Meg had heard enough. She ran out of the bathroom and down the hall, before the girls could finish and possibly see her. After rounding the corner back near the student council room, she flung herself down onto “the Community Bench: Lubbock High Class of 1997” and waited to die.
Finally, they streamed out of the classroom and David snatched her up by the elbow.
--Get lost, little lady? You missed my rousing speech about raising money to save Joyland from closing down.
--Your civic heart knows no bounds, Tex.
--I know… this genius is a curse. But seriously, Kate and I have to be in the auditorium early, so I am going to drop you off where Libbi is going to meet you so you two can sit together.
Oh, but all Meg wanted was to stay locked in that arm. The soft part of his inner arm floating against the soft part of hers…. Why did Libbi have to get involved in this? 
But soon enough, Meg had passed from one arm pretzel to the next, as Libbi had the gaggy audacity to lead Meg by the arm into the line for the assembly.
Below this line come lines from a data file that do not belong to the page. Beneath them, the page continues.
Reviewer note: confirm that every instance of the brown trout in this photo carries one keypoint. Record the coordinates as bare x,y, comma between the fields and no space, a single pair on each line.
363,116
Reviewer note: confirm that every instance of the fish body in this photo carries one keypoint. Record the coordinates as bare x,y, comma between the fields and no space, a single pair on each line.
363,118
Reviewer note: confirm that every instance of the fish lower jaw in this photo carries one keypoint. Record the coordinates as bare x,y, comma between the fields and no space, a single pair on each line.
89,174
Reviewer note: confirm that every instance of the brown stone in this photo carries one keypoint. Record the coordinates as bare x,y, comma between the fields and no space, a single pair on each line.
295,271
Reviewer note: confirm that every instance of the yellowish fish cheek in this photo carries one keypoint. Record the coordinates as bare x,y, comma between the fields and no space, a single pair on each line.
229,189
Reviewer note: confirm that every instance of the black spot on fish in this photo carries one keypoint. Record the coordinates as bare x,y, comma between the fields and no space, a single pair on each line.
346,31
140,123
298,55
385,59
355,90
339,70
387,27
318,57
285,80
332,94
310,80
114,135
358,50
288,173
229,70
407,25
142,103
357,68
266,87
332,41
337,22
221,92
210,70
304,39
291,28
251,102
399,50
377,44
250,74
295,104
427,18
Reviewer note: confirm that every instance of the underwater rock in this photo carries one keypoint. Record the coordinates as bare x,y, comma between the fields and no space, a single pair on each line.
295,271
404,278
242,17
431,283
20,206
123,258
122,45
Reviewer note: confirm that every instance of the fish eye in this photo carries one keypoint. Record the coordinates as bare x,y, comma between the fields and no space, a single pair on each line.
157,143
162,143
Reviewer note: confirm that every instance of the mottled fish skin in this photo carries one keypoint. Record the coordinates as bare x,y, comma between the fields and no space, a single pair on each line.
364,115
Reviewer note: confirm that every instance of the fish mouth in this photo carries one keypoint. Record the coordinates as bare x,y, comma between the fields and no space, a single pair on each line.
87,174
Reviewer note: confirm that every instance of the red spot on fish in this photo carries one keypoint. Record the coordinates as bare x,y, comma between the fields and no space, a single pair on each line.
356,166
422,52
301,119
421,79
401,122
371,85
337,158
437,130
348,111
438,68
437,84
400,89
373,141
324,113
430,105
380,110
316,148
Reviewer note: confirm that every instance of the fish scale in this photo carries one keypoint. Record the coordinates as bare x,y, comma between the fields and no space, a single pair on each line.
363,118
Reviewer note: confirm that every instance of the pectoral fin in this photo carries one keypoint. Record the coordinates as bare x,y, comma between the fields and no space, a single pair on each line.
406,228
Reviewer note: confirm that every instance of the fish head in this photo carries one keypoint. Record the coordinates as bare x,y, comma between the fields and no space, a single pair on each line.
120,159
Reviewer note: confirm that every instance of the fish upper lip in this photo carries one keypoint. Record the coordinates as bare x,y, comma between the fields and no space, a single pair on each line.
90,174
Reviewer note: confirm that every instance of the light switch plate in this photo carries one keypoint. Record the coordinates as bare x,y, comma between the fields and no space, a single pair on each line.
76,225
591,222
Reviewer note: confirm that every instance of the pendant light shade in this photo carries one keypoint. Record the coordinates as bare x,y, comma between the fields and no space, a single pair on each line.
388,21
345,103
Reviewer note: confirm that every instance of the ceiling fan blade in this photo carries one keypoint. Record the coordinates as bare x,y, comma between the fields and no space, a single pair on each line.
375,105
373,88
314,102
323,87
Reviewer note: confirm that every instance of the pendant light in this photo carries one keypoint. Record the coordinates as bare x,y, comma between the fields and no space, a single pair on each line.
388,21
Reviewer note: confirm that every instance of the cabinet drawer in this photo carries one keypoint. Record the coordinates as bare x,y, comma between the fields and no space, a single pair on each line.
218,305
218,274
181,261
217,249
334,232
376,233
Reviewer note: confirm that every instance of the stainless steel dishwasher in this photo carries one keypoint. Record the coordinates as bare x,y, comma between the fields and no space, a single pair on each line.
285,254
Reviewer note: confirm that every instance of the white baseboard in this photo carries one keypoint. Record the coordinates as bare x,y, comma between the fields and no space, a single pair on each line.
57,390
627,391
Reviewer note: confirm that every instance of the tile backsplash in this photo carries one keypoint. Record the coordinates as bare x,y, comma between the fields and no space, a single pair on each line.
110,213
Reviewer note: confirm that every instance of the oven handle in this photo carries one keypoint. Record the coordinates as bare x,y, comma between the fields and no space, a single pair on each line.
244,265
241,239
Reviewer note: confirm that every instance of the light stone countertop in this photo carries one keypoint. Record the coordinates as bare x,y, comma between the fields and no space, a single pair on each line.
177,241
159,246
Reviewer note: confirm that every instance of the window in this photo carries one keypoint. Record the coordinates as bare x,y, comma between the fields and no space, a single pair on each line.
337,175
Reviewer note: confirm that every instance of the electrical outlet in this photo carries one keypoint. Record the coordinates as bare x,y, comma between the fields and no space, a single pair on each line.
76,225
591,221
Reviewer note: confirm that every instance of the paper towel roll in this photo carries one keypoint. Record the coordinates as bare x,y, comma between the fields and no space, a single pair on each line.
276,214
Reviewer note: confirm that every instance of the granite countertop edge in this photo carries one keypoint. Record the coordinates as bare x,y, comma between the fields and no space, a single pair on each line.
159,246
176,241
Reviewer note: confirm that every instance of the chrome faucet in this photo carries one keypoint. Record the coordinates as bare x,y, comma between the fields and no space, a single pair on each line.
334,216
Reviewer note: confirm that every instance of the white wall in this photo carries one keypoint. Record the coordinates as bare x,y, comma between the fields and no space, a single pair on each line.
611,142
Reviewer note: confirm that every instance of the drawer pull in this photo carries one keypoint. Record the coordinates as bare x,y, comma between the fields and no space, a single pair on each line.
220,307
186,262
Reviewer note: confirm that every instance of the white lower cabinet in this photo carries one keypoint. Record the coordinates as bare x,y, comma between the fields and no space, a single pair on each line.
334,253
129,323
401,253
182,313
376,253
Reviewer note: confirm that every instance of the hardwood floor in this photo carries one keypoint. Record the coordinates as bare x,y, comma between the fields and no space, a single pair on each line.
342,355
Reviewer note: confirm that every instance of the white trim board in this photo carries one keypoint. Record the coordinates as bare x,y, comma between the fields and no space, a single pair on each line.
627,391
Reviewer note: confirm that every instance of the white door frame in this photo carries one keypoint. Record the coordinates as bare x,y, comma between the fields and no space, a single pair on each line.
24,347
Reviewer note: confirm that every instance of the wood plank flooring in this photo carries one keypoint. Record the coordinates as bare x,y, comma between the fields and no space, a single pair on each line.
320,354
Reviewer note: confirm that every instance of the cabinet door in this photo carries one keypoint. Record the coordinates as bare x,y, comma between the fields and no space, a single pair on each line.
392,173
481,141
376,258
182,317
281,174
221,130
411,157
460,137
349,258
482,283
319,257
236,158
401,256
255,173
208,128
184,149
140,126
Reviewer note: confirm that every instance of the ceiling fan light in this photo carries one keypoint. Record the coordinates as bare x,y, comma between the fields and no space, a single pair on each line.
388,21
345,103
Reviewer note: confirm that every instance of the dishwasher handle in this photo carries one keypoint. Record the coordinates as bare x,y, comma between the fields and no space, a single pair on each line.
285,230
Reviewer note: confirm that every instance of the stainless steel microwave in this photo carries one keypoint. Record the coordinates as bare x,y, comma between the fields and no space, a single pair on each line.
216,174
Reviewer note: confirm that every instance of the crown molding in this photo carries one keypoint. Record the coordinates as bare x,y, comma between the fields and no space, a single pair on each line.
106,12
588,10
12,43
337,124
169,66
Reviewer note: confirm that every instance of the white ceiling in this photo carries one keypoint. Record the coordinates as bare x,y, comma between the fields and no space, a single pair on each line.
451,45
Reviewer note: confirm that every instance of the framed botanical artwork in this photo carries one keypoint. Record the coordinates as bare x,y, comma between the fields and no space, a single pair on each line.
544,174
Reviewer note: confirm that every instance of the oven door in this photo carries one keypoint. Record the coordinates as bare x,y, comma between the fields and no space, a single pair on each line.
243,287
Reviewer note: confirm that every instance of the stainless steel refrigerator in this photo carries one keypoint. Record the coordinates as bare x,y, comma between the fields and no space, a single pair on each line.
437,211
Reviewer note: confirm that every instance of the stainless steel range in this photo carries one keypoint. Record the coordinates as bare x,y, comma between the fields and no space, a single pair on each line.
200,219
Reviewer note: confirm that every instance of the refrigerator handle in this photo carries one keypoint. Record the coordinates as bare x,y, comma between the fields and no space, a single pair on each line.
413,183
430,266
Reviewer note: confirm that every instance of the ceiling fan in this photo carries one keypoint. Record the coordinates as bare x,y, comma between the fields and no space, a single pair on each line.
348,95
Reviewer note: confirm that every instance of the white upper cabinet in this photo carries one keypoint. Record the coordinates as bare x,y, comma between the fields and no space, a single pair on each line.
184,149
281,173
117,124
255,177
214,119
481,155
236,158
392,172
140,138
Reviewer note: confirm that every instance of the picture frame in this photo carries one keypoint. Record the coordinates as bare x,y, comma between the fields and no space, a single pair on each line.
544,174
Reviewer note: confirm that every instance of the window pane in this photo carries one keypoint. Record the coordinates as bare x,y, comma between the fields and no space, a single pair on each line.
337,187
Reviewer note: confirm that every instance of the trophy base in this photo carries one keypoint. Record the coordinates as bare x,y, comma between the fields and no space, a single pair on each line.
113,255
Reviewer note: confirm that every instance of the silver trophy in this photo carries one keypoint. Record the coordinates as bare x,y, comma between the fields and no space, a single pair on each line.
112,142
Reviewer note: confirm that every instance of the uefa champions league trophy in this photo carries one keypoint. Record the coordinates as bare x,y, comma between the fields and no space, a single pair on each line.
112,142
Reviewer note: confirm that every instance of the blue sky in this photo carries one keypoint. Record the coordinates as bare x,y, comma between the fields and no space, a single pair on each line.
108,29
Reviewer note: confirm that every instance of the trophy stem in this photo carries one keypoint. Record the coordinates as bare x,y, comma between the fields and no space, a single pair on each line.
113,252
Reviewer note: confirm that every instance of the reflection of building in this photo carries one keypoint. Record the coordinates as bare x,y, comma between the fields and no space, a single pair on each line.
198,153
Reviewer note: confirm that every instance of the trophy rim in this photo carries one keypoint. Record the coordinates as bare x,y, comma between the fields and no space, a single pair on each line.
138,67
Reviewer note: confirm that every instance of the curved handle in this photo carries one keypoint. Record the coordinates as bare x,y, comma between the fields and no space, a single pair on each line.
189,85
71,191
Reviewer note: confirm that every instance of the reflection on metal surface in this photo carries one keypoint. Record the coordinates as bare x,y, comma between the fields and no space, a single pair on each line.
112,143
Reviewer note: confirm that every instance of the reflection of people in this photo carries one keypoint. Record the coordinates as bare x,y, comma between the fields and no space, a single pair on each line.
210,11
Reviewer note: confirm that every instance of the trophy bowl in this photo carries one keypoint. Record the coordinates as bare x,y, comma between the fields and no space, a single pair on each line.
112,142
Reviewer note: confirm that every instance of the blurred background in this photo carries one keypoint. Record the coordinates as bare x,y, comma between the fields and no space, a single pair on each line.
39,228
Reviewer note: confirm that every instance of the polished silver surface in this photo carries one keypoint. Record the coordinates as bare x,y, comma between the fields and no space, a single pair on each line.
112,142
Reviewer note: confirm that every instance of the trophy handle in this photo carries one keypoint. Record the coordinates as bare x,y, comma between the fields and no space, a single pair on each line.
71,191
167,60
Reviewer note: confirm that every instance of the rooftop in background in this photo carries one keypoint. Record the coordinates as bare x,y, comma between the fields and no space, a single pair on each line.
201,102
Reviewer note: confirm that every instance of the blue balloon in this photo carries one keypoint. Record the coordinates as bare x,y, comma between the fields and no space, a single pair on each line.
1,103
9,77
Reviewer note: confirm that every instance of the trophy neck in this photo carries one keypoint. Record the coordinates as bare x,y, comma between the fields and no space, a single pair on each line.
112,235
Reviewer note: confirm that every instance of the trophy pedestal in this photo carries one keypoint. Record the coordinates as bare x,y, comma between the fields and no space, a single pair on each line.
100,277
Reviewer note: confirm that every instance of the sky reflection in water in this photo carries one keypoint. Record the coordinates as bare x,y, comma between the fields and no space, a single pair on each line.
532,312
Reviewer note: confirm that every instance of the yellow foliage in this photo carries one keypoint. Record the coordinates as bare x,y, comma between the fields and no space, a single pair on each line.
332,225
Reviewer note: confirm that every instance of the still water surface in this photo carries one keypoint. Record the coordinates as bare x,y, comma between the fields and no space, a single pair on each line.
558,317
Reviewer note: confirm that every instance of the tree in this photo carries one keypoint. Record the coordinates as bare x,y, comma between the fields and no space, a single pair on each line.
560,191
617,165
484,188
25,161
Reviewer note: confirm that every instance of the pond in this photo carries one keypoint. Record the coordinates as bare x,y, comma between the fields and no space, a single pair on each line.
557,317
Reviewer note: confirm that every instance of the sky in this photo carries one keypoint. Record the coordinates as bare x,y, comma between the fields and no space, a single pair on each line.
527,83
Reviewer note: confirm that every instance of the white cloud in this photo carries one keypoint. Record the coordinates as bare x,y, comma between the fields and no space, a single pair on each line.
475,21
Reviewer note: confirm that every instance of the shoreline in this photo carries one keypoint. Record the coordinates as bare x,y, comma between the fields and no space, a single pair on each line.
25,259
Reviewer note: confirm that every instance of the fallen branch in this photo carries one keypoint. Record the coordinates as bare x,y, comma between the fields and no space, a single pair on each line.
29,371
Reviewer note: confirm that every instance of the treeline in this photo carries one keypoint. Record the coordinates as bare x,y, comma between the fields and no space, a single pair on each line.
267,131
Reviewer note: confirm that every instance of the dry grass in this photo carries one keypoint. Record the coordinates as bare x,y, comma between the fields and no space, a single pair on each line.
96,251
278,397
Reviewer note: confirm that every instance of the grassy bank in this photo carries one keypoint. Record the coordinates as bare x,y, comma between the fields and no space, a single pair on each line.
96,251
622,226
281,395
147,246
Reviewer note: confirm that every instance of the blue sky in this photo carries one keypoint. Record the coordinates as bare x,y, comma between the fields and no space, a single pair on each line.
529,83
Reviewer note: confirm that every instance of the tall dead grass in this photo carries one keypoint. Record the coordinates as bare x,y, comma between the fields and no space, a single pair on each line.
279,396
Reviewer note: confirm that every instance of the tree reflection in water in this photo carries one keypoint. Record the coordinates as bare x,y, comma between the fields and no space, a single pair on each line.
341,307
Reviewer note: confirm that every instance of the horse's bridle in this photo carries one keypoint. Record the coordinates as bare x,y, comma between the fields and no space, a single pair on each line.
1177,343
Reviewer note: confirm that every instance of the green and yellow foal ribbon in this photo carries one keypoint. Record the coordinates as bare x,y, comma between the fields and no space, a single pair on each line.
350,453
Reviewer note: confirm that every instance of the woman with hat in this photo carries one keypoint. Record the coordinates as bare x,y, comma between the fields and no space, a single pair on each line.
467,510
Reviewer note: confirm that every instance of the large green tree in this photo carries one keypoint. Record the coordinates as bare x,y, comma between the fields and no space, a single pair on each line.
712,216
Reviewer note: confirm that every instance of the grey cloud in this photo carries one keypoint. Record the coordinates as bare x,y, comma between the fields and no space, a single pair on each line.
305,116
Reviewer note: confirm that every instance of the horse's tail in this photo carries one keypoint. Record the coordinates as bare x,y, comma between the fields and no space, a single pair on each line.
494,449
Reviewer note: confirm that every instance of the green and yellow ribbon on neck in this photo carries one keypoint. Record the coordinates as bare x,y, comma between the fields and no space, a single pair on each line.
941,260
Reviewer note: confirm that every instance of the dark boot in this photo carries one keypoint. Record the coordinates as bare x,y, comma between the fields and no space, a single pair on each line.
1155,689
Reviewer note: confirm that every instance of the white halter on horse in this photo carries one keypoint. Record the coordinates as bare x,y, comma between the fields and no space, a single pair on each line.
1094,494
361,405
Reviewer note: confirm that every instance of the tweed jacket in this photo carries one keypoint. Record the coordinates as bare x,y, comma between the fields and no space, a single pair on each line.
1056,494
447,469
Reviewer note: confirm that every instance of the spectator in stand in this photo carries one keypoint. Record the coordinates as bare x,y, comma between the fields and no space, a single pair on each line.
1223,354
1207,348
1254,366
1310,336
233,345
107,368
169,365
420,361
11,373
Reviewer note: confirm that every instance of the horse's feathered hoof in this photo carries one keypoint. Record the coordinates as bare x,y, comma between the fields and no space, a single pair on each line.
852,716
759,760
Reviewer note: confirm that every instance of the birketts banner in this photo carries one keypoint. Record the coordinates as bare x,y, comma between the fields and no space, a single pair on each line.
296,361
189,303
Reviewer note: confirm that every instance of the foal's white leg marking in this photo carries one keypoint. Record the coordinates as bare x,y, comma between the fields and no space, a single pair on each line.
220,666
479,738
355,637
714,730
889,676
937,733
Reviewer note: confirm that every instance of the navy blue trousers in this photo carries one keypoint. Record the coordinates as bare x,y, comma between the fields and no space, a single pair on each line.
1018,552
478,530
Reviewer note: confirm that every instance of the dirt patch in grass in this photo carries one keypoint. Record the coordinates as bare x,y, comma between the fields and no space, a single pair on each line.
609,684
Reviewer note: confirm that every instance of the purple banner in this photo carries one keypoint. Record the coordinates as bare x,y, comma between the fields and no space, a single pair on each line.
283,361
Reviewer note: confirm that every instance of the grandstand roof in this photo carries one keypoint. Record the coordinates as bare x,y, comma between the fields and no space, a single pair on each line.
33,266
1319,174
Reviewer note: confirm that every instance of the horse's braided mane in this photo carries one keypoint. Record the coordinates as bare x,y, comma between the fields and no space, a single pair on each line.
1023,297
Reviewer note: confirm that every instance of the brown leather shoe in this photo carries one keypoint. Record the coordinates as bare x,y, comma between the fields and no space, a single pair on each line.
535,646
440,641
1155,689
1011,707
With her other arm, Libbi pointed to her big pouty lips.
--Do you like this lipgloss? It’s new.
Do you kiss your swimmer with that cheating whore-y gloss on? Meg thought, but answered Libbi with an exaggerated nod. It was just lipgloss. It looked like any other.
The audtorium was brown and gold and black, like most everything else in the school, but a certain care for luxury was there that was missing from her industrial cinder block high school. The carvings on the ceilings and the chair railings seemed more like a Broadway theater than the place where novice trumpet and flute players would blow out Souza marches for the land of stars and stripes. And all that patriotic Lone Star stuff.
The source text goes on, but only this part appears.